Every gust of wind could be a threat, every second lost could sever life from death.
Yet, despite her body being relentlessly struck, her blood dripping and drying repeatedly, the girl remained still.
She stared straight at the figure before her, as if trying to read something beyond the movements that appeared as a dance yet hid cruelty as subtle as the desire to perfect.
Days passed in a rhythm no longer following worldly time.
From day twenty-nine to forty-four, the sky above the arena never turned blue again.
Whenever the sun tried to pierce the dark clouds, its rays were swallowed by a fog of energy created by the clash of two opposing souls.
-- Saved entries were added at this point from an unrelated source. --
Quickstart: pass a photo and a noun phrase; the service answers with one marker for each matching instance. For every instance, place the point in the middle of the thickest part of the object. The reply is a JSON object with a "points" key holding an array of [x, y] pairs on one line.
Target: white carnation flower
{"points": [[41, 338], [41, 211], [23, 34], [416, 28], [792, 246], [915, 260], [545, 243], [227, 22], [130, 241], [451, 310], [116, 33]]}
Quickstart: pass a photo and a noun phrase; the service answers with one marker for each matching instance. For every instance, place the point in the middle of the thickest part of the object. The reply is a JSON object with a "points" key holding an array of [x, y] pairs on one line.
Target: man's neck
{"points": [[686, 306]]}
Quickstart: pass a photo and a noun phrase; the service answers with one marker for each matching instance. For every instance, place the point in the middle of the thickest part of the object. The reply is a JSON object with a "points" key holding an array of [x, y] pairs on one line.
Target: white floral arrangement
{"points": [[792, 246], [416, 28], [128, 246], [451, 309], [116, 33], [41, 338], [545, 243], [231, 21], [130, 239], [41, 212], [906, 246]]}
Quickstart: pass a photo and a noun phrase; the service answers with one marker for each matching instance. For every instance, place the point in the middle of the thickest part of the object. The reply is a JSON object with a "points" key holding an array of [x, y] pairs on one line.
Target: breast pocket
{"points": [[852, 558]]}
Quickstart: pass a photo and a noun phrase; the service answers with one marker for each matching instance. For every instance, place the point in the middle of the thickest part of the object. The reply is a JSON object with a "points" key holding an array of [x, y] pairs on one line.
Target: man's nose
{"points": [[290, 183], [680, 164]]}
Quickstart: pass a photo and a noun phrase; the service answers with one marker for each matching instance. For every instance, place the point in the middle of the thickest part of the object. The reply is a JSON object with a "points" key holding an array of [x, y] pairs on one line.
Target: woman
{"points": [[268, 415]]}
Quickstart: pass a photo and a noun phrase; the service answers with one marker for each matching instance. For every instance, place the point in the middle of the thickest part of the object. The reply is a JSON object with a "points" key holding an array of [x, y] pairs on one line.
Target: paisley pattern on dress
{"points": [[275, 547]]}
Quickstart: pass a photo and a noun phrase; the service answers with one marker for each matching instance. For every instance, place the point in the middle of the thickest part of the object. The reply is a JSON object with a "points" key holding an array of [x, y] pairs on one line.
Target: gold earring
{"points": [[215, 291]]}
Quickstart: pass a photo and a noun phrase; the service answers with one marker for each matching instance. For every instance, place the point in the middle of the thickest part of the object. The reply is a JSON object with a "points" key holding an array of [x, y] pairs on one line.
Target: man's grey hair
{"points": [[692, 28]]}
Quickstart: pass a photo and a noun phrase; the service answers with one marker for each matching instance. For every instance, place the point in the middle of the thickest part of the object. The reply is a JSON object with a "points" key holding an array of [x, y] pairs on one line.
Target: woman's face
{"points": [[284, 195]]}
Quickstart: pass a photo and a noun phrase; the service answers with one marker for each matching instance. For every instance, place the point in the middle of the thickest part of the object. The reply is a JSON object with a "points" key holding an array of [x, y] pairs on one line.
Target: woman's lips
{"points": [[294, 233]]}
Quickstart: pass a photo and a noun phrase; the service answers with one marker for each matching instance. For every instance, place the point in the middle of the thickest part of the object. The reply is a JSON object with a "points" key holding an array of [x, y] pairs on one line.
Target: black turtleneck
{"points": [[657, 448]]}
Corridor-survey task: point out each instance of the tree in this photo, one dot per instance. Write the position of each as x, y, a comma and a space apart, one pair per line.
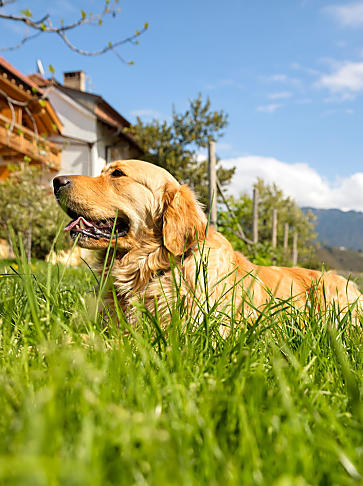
31, 209
47, 24
176, 145
270, 197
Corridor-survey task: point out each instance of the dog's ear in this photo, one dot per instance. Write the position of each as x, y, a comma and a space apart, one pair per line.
184, 222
The ground beneath them became a field of wounds, littered with sword fragments, dust, and blood dried in patterns readable only by those who had walked between life and death.
Theo recorded everything meticulously in the small book always strapped to his chest.
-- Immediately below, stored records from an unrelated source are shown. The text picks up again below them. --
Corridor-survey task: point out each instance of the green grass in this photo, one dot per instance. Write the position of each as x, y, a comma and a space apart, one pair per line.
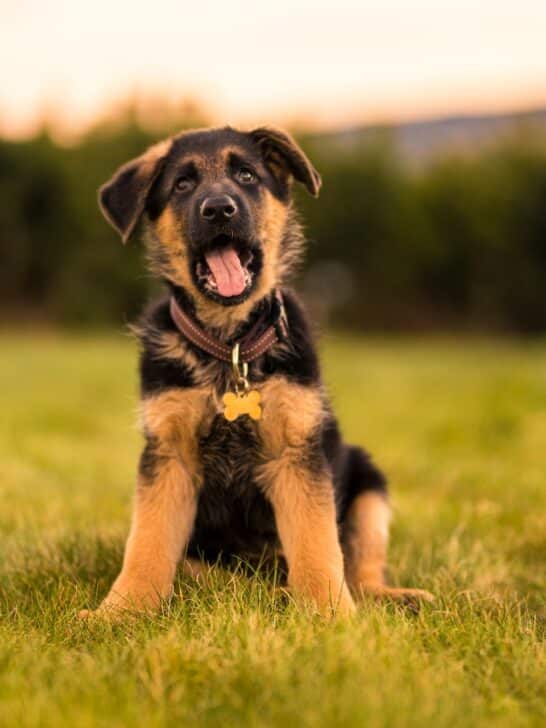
460, 428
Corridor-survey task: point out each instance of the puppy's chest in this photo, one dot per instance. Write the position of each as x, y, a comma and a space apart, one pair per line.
229, 453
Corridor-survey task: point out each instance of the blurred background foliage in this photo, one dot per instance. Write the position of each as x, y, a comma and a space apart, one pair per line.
456, 241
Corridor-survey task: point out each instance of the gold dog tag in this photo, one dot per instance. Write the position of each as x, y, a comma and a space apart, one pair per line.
243, 403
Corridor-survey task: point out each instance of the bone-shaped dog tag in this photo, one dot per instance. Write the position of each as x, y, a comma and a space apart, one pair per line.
243, 403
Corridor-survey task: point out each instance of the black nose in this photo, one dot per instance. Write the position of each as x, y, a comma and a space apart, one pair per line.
218, 208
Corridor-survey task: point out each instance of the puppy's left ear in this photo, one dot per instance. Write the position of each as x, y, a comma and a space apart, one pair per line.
283, 155
123, 198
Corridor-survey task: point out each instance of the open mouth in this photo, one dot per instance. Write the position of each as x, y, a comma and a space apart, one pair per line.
227, 271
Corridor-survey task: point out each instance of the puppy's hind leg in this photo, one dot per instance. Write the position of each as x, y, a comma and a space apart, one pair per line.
365, 536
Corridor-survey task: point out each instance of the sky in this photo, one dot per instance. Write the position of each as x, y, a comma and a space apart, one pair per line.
325, 64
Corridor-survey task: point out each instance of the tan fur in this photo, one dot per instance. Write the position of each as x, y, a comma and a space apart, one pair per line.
302, 501
165, 506
290, 414
177, 418
163, 518
365, 541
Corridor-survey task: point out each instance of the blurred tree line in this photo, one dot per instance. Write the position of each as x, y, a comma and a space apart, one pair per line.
458, 242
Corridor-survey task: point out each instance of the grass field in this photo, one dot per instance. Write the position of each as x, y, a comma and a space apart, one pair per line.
460, 428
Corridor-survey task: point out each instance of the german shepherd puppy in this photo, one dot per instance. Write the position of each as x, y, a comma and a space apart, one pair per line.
241, 457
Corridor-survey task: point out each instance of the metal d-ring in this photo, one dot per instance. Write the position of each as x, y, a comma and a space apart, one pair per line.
240, 375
There was no pride in his writing, nor regret.
Only rigid, cold analysis, fully aware that every line of ink might be part of an ending he had constructed himself.
Erietta's body increasingly lost its human form, yet beneath that destruction, something was growing, something beginning to pulse like new awareness.
In Theo's eyes, it was not merely progress but a sign that the girl was approaching the form he required.
Not human, but a reflection of indestructible will.
'Forty-five days.Who would have thought that such a short time could change someone this much.'
Uuuuff!
'Even after thousands of times her body was destroyed, she never stopped walking.And now—'
Yooosshhh!
'—She finally struck me.With her own strike.Through her own honor.Exactly as I indicated yesterday.'
"Stop imitating me, Erietta."
Hhhh!
"You do not need to be my shadow.You are not a reflection of my sword—you are your own sword.Remember that."
Fiiih!
'The Technique of Honor Strike, huh?Its curves flow like a river refusing to be contained.Wild in motion, yet within it lies a clear will.'
Uuuuuhh!
'More than that, she hasn't just mastered the Realm of Darkness, she's also touched the very foundation opposing the Realm of Light?!Damn it, why does every scenario I try to control always play out beyond my plans!'
Day forty-five dawned with silence hanging between two figures who had endured forty-four days full of wounds, stillness, and unbroken discipline.
On the ground that had repeatedly absorbed their blood, sweat, and silence, Erietta stood upright, her breath trembling softly in the morning air.
Before her, Theo Vkytor stared expressionlessly, letting the dim light trace his face, seemingly carved by thousands of hours of patience and self-control.